After school, she would pick me up and we would both spend an hour at the playground before going home. Once we got home, Nannie would make me a snack and then would give me a spelling bee, or Arithmetic quiz because I was in Kindergarten now and needed to know all these things. She would have supper on the table every night at 7pm and we would all sit for dinner in the kitchen unless it was Sunday. Sunday we would all have to have dinner in the dining room instead. Sunday was good china night whether there was company coming or not.
After dinner, we would gather in the living room and watch TV. Unless there was Hockey on TV, we would watch Ed Sullivan, Red Skelton, Carol Burnett, and many other classic shows of the time. If there was Hockey on, my Poppa had dibs on the game. Which was OK with Nannie, because she had dibs on All Star Wrestling on Saturdays. She really loved watching wrestling, but to this day I can't figure out why.
Before my bedtime, my Nannie would make a cup of Cocoa and bread and butter for me as a bedtime treat. After the treat, it was time for her to take me up and tuck me in. My Nannie was a devout Catholic, so being tucked in also meant kneeling at the foot of the bed to say prayers before climbing in.
We would say three prayers every night, The Lord's Prayer, Hail Mary, and a special rhyming prayer that my Nannie taught me. I don't know if the prayer had a name, but I call it Infant Jesus because that is how the prayer starts.
It was during prayers one night when I asked my Nannie a question about the prayer Infant Jesus. There is a line in the prayer that I didn't understand, "Pity mine and pity me/ Suffer me to come to thee/" and I asked her what that part meant. Here's her answer:
"Millions of small children are born into the world and aren't as lucky as you and I. Many go hungry day after day. Many children are born sick and there are no hospitals and doctors to help them. Others are born and suffering because of wars and fighting (Viet Nam war was going on, so Nannie knew I knew something about war from news casts). Jesus has a special place in his heart for all the innocent children that are suffering because of these things, so when we say "Pity mine and pity me/ Suffer me to come to thee" we are asking Jesus to not only help those children, but for us to share part of their burden all of our lives."
Although many years have passed since that night, I have never forgotten Nannie's answer even if I didn't fully understand what she meant at the time. She was a special loving, lovely women, my Nannie. And if she was here now, I'm sure that she would be right alongside me doing a Blogblast for Peace post. She would do it for all the children who are suffering.

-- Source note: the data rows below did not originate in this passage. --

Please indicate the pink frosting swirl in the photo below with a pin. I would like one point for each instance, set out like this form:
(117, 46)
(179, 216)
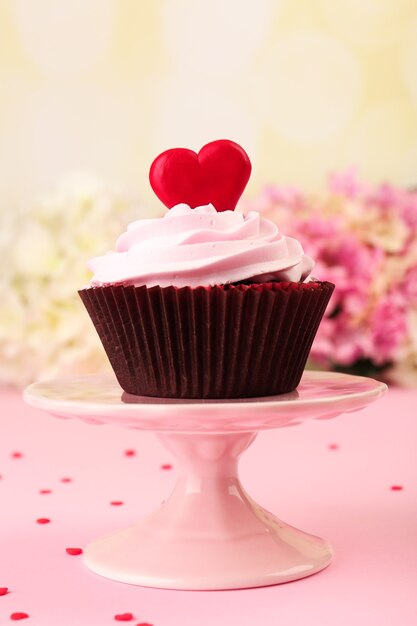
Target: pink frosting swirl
(201, 247)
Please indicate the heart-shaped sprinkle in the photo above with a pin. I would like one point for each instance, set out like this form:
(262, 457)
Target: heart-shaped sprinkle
(217, 175)
(73, 551)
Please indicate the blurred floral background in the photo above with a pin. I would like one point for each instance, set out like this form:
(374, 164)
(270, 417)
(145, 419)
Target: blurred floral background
(321, 93)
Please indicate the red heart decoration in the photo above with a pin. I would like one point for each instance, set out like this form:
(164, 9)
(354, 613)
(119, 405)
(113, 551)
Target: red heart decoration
(217, 175)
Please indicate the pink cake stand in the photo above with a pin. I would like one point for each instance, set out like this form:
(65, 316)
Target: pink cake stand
(209, 534)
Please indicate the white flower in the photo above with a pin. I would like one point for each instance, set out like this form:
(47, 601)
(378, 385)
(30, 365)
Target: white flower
(44, 328)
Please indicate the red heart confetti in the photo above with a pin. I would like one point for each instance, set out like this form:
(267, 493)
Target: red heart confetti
(217, 175)
(73, 551)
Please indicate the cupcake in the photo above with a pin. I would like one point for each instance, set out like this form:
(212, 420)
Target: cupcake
(205, 302)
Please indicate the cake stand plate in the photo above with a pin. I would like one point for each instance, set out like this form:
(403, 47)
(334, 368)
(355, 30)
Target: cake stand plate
(209, 534)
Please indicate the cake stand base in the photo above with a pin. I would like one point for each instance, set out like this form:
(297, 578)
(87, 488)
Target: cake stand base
(209, 534)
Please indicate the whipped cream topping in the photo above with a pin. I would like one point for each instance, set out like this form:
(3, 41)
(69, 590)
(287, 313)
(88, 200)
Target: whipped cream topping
(201, 247)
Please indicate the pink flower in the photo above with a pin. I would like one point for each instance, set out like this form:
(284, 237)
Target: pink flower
(364, 240)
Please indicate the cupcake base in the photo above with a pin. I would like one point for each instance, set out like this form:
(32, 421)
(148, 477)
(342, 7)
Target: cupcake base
(231, 341)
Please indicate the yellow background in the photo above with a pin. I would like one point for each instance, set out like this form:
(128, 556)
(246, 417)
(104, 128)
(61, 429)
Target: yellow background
(304, 85)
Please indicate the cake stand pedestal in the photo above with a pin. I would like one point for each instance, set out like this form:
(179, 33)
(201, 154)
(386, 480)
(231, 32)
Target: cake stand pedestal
(209, 534)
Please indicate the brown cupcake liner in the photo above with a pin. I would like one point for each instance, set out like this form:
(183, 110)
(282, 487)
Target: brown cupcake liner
(231, 341)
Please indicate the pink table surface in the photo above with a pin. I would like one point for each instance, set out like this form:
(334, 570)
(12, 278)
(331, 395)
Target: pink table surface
(334, 479)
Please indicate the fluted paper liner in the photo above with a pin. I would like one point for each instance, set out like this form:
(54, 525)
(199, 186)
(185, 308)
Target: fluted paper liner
(231, 341)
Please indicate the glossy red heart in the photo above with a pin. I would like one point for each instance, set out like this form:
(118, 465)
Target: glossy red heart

For Dona Nobis Pacem (Blogblast for Peace), for my Nannie, and for all the children suffering because of fighting and unrest in this world, I would like to share that little rhyming prayer that my Nannie taught me oh so many years ago. And I admit, I haven't said it in many years either, but I've never forgotten it.
Infant Jesus, meek and mild
Look on me a little child
Pity mine, and pity me
Suffer me to come to Thee
Heart of Jesus, I adore Thee
Heart of Mary, I implore Thee
Heart of Saint Joseph, Pure and Just
In these three Hearts, I place my trust.
My Grandparents, Frank and Kitty Whittaker aka Nannie and Poppa. Photo was for the Ottawa Citizen Newspaper in 1976 to celebrate their 65th Anniversary.